C. I. T. Corp. v. Joffe

157 Misc. 225 | City of New York Municipal Court | 1935

Lefkowitz, J.

The plaintiff, as assignee of the Studebaker Corporation of America, sues the defendant to recover a balance of $589.81, alleged to be due on a promissory note made by the defendant on the 5th day of May, 1934, in the original sum of $1,013.76. The facts are not in dispute. The note was given in connection with the purchase of a Studebaker St. Regis sedan automobile by the defendant, who simultaneously executed a conditional sales contract, which was assigned to the plaintiff at the same time when the promissory note was negotiated to it. As a matter of law, the plaintiff took the promissory note and conditional sales contract *226subject to all the equities existing in favor of the defendant. (Federal Credit Bureau v. Zelkor Dining Car Corp., 238 App. Div. 379.) The sale price of the automobile was $1,394.76, of which less than half, or $381, was paid by the defendant. The defendant defaulted in payment and the automobile was repossessed by the plaintiff and proceedings instituted for its sale at public auction pursuant to section 80 of the Personal Property Law. The amount sued for is actually the deficiency after such sale. The defendant counterclaims under section 80-e of the Personal Property Law, which authorizes the conditional vendee to collect damages if his vendor has failed to comply with the law. The defendant contends that the notice of sale given by the plaintiff was inadequate compliance with sections 79 and 80 of the Personal Property Law, in that the plaintiff did not give not less than ten days written notice of sale, either personally or by registered mail.”

It is conceded that the plaintiff, although not duty bound to do so (Pers. Prop. Law, § 80), set in motion the machinery to foreclose the defendant’s interest pursuant to the Personal Property Law and thus to derive the benefits that would flow from such action. Written notice of sale was mailed on July 18, 1934. It was received in the mail by the defendant the next day. The notice said that the sale would be held on July 30, 1934. July nineteenth, the day the notice was received, must be excluded from the computation, because part of the day had expired (notice was delivered by mail) when it reached the buyer. July thirtieth cannot be counted because the sale was held at ten-fifteen a. m. on that day. Beginning the count on July twentieth as the first day, the tenth day would be July twenty-ninth. As that was the last day of the period and a Sunday, it too must be excluded. (Gen. Constr. Law, § 20.) The period of notice given to the buyer by calendar days (See Gen. Constr. Law, § 19), therefore, was from and including July twentieth to and including July twenty-eighth, or nine days, one day short of the statutory requirement. (See Carter v. Brockway Motor Co., 158 Misc. 558.) The latter case has since been followed in this department and the court is constrained to follow it as enunciating a reasonable interpretation (Cotillo, J., in 404 West 53d Street Operating Corp. v. Checker Cab Sales Corp., N. Y. L. J. July 5, 1935, p. 45).

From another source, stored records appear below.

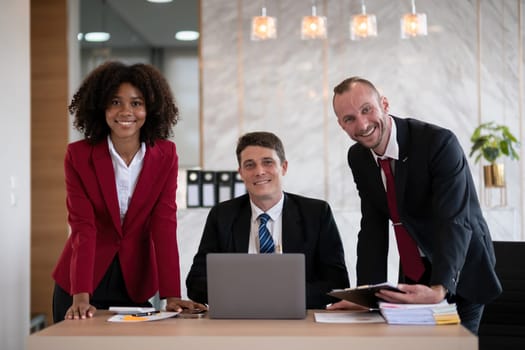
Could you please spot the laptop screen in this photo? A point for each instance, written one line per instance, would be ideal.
(267, 286)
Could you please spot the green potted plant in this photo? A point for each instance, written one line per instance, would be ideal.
(492, 141)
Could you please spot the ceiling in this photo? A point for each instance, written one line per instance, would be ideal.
(139, 23)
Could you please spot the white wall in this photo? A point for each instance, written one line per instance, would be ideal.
(15, 174)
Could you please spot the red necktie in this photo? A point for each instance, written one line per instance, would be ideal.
(411, 261)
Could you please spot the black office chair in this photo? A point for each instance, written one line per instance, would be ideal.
(502, 326)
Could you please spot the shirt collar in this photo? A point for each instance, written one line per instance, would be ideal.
(274, 212)
(138, 156)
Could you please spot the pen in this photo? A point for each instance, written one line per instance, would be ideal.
(149, 313)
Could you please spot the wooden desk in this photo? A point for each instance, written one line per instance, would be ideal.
(97, 334)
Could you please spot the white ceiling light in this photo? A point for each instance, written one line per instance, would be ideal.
(187, 35)
(97, 37)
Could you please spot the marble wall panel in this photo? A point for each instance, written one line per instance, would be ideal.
(466, 71)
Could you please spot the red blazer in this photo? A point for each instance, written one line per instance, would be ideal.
(146, 241)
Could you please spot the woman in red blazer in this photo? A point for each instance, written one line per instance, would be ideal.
(120, 181)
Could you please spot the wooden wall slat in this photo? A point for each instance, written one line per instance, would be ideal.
(49, 138)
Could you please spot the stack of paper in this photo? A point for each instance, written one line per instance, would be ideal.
(431, 314)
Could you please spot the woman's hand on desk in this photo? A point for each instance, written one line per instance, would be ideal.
(81, 308)
(177, 304)
(345, 305)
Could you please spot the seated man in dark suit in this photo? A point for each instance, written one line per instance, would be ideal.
(296, 224)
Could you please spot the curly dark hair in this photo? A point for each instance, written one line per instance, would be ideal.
(94, 95)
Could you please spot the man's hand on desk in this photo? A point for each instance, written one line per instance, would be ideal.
(345, 305)
(81, 308)
(414, 294)
(177, 304)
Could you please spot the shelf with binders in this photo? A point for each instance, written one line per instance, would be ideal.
(206, 188)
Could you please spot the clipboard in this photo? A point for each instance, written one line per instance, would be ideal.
(364, 295)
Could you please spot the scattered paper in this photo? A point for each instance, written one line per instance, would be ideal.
(130, 318)
(348, 317)
(128, 310)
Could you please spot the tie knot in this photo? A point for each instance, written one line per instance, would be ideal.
(383, 162)
(263, 218)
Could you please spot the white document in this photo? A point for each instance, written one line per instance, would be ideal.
(348, 317)
(131, 319)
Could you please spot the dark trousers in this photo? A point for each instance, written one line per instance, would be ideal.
(111, 291)
(469, 313)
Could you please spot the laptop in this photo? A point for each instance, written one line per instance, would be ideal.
(256, 286)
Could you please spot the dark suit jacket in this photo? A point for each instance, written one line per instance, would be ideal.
(437, 204)
(146, 241)
(308, 227)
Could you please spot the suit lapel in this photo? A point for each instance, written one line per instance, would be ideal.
(241, 227)
(106, 178)
(401, 164)
(292, 231)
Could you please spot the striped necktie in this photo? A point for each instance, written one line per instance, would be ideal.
(265, 238)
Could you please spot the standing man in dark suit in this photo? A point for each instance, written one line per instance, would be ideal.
(436, 204)
(297, 224)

Even the case of Ellner v. Commercial Credit Corp. (137 Misc. 251), cited by the plaintiff, is authority for the proposition that “ the voluntary sale, being ineffectual because of the insufficiency of the notice, the seller lost the right to surcharge the buyer with any deficiency.” It follows, therefore, that the defendant is entitled to judgment dismissing the complaint on the merits.

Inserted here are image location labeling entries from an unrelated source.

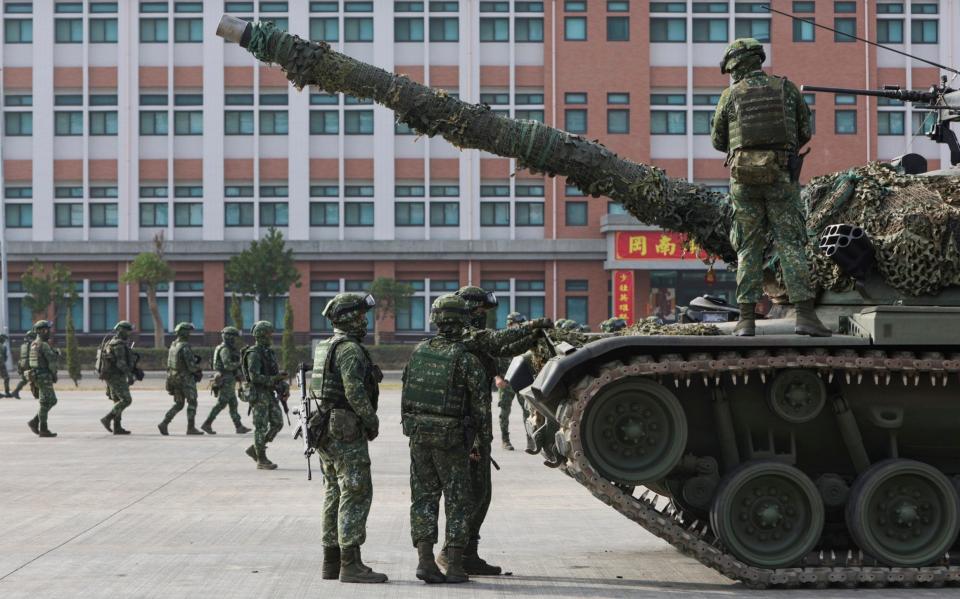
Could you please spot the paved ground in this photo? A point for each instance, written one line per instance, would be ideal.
(92, 515)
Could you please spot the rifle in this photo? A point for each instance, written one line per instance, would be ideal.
(303, 416)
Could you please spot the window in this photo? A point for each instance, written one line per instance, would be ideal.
(358, 29)
(188, 31)
(444, 29)
(68, 123)
(444, 214)
(529, 214)
(618, 29)
(324, 29)
(153, 214)
(408, 214)
(188, 214)
(19, 216)
(103, 122)
(358, 122)
(668, 30)
(68, 215)
(408, 29)
(19, 124)
(618, 121)
(845, 122)
(528, 29)
(576, 214)
(103, 215)
(273, 122)
(188, 122)
(845, 29)
(153, 31)
(889, 31)
(324, 214)
(575, 29)
(358, 214)
(495, 214)
(238, 122)
(575, 120)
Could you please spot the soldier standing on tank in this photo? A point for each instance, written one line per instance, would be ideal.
(43, 361)
(183, 373)
(118, 372)
(262, 371)
(226, 361)
(505, 392)
(761, 122)
(346, 381)
(442, 401)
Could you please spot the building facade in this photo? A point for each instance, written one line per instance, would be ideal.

*227Another question arises as to the counterclaim. The defendant seeks to recover the statutory damage of $95.25, or one-fourth of $381, being the minimum prescribed by the statute (Pers. Prop. Law, § 80-e). If the defendant had paid more than half of the purchase price, the plaintiff would have been required to resel1 (Pers. Prop. Law, § 79), and upon a void sale the defendant would have been entitled to recover statutory damage (Pers. Prop. Law, § 80-e). Where the seller has received less than the fifty per cent of the contract price, he “ may voluntarily resell the goods for the account of the buyer on compliance with the same requirements ” (Pers. Prop. Law, § 80). In this case the plaintiff (the seller’s assignee) elected voluntarily to resell. When it essayed to hold the sale it was bound to compliance with the same requirements ” and to conform to section 79 of the Personal Property Law, with respect to the manner, place and notice of sale. Having failed so to do, it subjected itself to the liability prescribed (Pers. Prop. Law, § 80-e). The defendant did not prove any actual damage, however, and is entitled, therefore, only to the minimum prescribed by the statute. There should be a judgment dismissing the complaint on the merits and a judgment for the defendant on his counterclaim, in the sum of $95.25.